A Roma, invece, hanno messo insieme americani e portoghesi per spiegarci in italiano come si fa calcio. Risultato finale? Uno spaghetto con le vongole senza vongole e con tanto prezzemolo. Cameriere, mi può cambiare il piatto? I romanisti stanno capendo che Mourinho è un bluff. Gli inglesi sono avanti, lo avevano già capito ma noi gli avemo detto che so pazzi e a Roma avrebbe fatto er botto Josè. Talmente tanto forte sto botto che Josè ha deciso che sugli angoli non mette l'uomo sul palo. Innovativo. Ha giocato con Juve, Milan, Inter e Lazio... 0 punti. Con il Napoli, 1 punto. Spunti tecnici 0, risultati pessimi, calciatori valorizzati nessuno, calciatori deprezzati tutti coloro che non rientrano tra i primi 11. Mourinho ha 58 anni, ne mancano 10 per la pensione in Italia. Quella anticipata forse la stanno abolendo.

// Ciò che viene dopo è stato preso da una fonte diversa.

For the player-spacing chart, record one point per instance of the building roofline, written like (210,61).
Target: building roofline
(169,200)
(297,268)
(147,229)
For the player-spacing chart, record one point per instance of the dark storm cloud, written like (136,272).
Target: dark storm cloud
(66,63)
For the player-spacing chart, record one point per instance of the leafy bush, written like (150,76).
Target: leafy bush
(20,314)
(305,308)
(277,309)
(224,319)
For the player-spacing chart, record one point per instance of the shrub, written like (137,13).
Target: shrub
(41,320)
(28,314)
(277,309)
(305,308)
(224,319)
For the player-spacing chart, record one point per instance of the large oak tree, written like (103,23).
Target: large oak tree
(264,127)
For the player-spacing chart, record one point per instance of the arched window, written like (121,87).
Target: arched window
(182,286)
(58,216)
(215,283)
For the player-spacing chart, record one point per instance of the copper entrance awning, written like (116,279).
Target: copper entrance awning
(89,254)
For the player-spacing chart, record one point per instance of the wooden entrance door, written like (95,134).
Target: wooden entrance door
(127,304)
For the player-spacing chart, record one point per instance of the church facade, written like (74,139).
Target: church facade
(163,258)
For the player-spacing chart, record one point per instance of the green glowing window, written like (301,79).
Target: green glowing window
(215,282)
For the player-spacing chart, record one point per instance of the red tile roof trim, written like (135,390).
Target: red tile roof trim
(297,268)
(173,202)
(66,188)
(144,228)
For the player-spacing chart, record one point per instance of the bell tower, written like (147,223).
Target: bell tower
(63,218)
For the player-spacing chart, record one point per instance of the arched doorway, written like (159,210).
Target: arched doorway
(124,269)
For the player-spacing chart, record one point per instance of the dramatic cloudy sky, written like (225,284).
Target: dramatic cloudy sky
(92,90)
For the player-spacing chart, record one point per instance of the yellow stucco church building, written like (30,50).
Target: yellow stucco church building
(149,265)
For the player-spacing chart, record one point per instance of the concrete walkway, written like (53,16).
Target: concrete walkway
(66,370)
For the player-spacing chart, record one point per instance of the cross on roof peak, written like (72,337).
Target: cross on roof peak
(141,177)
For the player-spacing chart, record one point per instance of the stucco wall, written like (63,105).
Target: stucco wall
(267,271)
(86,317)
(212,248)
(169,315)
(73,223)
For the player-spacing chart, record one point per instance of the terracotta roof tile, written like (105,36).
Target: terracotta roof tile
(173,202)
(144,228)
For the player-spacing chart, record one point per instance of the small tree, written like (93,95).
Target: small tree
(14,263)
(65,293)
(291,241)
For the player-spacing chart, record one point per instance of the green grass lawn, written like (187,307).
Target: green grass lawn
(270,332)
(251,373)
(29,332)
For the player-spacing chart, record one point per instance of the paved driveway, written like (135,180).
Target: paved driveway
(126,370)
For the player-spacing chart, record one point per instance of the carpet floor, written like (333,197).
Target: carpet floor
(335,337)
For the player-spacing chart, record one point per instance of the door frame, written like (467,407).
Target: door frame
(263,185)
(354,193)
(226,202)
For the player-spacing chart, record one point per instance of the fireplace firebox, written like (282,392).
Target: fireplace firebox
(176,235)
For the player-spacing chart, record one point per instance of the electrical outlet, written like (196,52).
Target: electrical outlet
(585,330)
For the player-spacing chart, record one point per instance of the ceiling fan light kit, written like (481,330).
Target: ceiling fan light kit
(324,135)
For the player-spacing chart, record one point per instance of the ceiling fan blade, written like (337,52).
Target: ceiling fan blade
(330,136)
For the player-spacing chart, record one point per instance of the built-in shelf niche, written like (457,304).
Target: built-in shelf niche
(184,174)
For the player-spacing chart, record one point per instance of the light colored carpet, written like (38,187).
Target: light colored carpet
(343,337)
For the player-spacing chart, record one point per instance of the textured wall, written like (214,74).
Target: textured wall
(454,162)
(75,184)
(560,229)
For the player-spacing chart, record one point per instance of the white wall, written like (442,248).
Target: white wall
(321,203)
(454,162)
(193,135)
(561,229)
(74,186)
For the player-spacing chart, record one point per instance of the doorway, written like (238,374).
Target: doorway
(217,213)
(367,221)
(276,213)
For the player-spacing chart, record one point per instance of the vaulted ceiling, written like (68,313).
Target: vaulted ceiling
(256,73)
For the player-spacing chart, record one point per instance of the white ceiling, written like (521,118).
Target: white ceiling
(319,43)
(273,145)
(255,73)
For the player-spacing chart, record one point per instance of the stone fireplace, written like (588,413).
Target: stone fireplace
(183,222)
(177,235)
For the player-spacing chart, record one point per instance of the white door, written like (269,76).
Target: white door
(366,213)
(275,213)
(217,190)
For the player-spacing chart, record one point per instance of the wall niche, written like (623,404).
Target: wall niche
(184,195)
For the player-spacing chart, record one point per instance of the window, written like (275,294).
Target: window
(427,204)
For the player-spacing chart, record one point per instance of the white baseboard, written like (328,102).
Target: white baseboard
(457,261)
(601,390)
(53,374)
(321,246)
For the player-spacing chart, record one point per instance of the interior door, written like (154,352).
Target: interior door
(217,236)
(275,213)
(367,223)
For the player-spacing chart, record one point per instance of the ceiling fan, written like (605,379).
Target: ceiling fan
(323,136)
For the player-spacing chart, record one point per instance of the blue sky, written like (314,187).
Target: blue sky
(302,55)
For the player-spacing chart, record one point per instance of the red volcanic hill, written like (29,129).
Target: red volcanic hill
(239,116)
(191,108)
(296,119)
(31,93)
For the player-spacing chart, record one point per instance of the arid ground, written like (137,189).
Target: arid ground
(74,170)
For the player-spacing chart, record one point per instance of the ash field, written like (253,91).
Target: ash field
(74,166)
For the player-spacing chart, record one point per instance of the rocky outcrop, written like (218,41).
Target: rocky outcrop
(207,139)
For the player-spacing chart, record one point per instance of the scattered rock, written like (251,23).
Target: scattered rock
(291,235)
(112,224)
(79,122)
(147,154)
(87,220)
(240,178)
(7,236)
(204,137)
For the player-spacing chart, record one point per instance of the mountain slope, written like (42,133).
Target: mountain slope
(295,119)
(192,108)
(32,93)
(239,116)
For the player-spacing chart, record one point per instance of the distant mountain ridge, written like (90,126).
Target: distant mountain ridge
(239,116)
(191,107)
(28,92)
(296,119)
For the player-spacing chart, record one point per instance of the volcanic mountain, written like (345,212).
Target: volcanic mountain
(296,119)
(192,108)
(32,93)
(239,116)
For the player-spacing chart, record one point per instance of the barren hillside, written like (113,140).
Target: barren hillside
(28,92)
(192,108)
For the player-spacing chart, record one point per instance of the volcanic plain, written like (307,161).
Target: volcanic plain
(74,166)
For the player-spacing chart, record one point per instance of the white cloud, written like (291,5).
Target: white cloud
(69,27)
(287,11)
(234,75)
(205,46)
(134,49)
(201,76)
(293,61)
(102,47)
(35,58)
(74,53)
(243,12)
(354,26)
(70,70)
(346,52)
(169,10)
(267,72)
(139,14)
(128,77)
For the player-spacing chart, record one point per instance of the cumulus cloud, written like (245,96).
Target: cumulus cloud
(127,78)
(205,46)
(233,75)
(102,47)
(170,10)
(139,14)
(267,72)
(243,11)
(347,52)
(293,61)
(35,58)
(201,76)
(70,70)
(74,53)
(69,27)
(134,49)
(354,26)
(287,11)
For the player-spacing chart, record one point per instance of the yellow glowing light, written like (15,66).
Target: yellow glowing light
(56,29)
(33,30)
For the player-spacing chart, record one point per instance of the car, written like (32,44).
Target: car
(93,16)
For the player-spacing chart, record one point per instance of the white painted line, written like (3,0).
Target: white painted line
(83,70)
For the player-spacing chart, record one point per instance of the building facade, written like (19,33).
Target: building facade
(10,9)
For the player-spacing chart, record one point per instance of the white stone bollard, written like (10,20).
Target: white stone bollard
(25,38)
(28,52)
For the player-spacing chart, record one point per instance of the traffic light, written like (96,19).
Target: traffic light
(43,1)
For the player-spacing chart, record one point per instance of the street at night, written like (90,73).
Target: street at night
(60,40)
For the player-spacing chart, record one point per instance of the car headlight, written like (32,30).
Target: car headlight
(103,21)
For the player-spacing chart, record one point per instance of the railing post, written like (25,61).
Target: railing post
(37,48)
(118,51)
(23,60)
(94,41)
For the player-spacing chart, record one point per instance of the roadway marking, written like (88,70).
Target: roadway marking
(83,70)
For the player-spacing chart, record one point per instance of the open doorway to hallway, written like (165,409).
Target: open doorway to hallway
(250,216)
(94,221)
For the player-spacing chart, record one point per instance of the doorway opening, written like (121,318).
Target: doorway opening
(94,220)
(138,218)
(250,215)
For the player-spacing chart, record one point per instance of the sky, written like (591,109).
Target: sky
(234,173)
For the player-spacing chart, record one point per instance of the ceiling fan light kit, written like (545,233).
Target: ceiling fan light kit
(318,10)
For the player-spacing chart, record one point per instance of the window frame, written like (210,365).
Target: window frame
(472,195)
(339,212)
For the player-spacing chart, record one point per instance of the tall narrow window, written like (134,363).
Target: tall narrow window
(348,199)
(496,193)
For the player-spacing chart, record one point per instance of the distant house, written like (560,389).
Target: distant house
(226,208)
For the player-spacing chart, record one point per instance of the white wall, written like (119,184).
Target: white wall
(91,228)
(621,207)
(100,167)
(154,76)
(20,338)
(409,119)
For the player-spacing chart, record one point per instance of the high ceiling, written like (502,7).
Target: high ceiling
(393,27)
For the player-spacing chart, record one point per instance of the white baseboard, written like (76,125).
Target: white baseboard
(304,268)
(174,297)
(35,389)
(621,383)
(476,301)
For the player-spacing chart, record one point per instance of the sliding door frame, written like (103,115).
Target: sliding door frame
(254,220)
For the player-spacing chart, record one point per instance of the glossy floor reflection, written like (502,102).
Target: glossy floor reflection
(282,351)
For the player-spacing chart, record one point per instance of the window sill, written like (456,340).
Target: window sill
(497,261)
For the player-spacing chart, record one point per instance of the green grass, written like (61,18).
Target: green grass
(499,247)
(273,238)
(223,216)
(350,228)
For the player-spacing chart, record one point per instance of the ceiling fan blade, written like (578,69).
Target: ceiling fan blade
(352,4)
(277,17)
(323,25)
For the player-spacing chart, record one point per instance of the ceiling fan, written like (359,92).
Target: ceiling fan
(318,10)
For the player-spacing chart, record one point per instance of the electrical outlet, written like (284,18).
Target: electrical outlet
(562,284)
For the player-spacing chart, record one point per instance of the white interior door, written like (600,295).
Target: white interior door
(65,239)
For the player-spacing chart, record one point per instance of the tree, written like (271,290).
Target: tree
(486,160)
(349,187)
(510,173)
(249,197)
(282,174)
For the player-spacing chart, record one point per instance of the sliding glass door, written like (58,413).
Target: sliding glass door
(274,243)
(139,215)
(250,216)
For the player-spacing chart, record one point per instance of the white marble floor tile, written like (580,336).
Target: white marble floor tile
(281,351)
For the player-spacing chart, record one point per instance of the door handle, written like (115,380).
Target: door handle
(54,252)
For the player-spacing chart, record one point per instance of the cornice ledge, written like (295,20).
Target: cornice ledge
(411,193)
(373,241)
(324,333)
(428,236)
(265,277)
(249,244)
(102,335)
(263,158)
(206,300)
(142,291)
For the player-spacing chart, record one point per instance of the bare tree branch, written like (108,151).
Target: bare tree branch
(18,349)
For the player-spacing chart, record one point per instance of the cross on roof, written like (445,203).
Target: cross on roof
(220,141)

A Napoli arrivano i primi malanni di stagione. Un punto col Verona, 0 a Milano, 3 bellissimi con la Lazio, 1 a Sassuolo e 0 con l'Atalanta. Dopo la spettacolare vittoria con la Lazio tutti abbiamo esaltato Spalletti. Poi è arrivato 1 punto su 6 disponibili. Non è colpa di Spalletti, ci mancherebbe. Sta facendo un grande lavoro ma non è bestemmia dire che a Reggio Emilia abbia avuto qualche colpa sui cambi. La colpa, però, è di chi fa i paragoni a fine novembre/inizio dicembre e deride Gattuso perché arrivato quinto con questa squadra. Adesso, una settimana dopo, tutti capiranno bene quale fosse il problema del Napoli di Gattuso. Lo stesso del Napoli di Spalletti. L'Europa League che ti toglie punti e forza. Oltre alla programmazione per allenare una squadra. Sarri su questo ha ragione; si gioca troppo. Ma il Napoli di Gattuso, arrivato quinto e non quarto da pollo, doveva le sue sciagure alle assenze su tutte di Osimhen e Mertens. Questo Napoli ha un Anguissa in più in mezzo al campo che non è poco ma se perde quelle 2-3 pedine fondamentali, anche Spalletti in un attimo si è ritrovato dal primo al terzo posto con finestra sul quarto. I calcoli si fanno sempre alla fine. Parlare a dicembre è ridicolo. E anche noi siamo ridicoli. Ma se si fanno dei paragoni tra il primato del Napoli di Spalletti e il quinto posto del Napoli di Gattuso si dovrebbero fare maggio su maggio e non novembre su maggio. Sarebbe un film visto solo a metà.
Buona settimana e buona Europa a tutti. Per alcuni sarà l'ultimo giro di valzer.